Fasziniert von Yoga ist auch Sabine Laube. Sie unterrichtet unter anderem Hatha-Yoga an der VHS in Backnang und stellt klar: Yoga in unserer westlichen Kultur unterscheidet sich massiv vom Yoga in dessen Ursprungsland Indien. Es handle sich eigentlich um eine von Mönchen entwickelte philosophische Lehre, die eine Reihe von geistigen und körperlichen Übungen umfasst. Dabei sei das Ziel, zu einer Einheit mit sich und seiner Umwelt zu gelangen oder auch im erweiterten Sinne zur Erleuchtung. In unserer schnelllebigen Gesellschaft scheint diese altindische Lebensphilosophie zu fruchten, wenn auch nur in stark abgespeckter Form: Atemtechnik, Meditation, Körperübungen sowie spirituelle Elemente formen hierzulande eine Fülle an unterschiedlichen Yogarichtungen, die einen Gegenpol zum leistungsorientierten und schnellen Alltag bilden können.

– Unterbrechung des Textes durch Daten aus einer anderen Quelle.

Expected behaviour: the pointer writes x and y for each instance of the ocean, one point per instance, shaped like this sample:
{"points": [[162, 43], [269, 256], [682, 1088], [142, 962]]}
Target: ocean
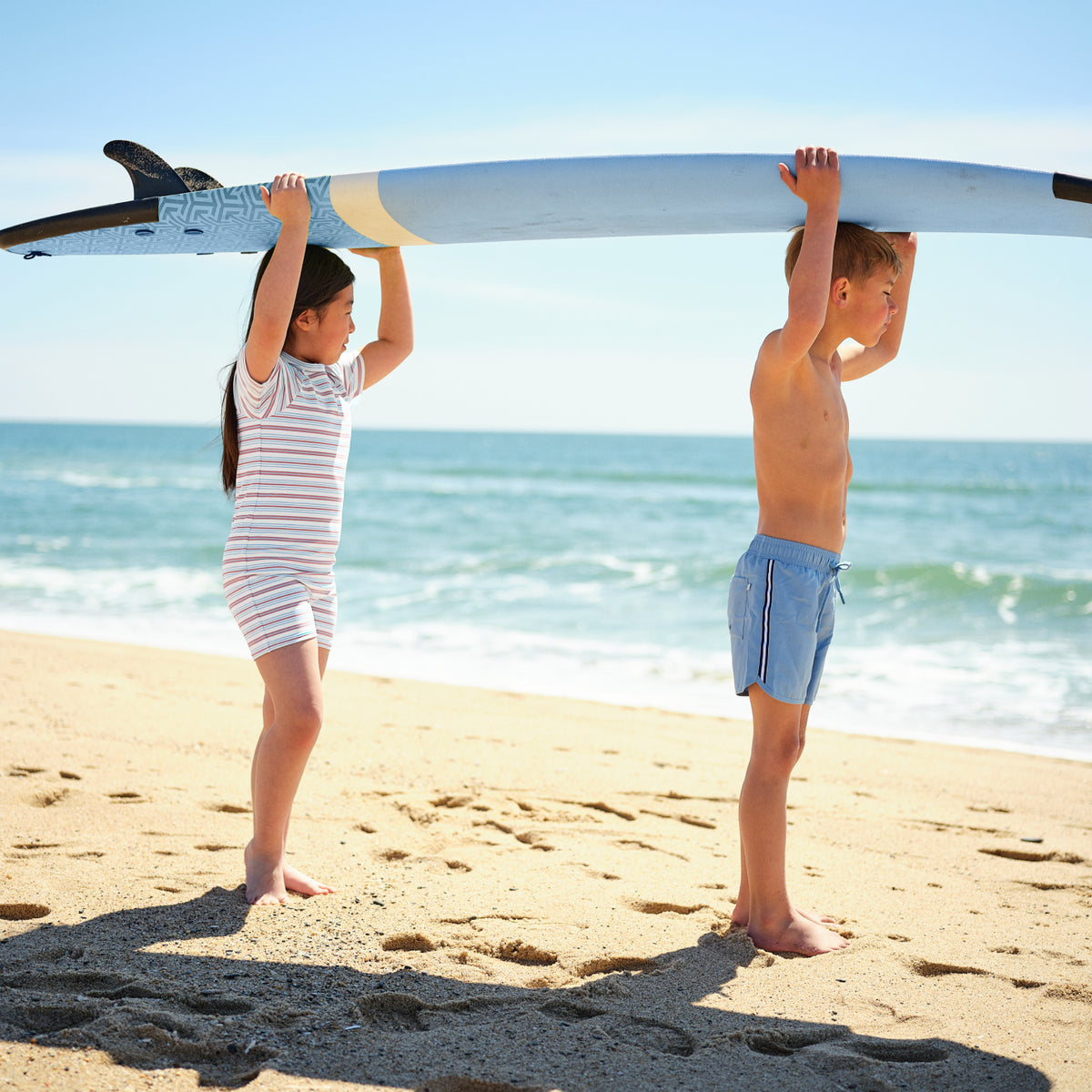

Yoga als lebenslanger Lernprozess
Sabine Laube kann verstehen, wieso Yoga in den vergangenen Jahrzehnten gerade in unserer Welt so einen Boom erfahren hat: Es senke den Stress und sei in vielerlei Hinsicht gesund und bereichernd. Immerhin ist sie selbst vor einigen Jahren in seinen Bann gezogen worden. „Ich bin damals mit meiner Mutter zur Yogastunde gegangen. Das war immer die schönste Stunde in der Woche“, erzählt Laube und berichtet von Glückshormonen und einer Beschwingtheit, welche der Yogakurs in ihr ausgelöst hatte. 2017 entschied sie dann, eine Ausbildung zur Yogalehrerin zu machen, und unterrichtet seitdem an der VHS. Sie merkte, dass das Praktizieren des Yogas ihr guttat, insbesondere als Ausgleich zu ihrem stressi gen Hauptberuf in der Reisebranche. Dabei sei ihre Auseinandersetzung mit Yoga stets nur ein Kratzen an der Oberfläche einer fremden Kultur. „Es ist ein lebenslanger Lernprozess“, so die Yogalehrerin.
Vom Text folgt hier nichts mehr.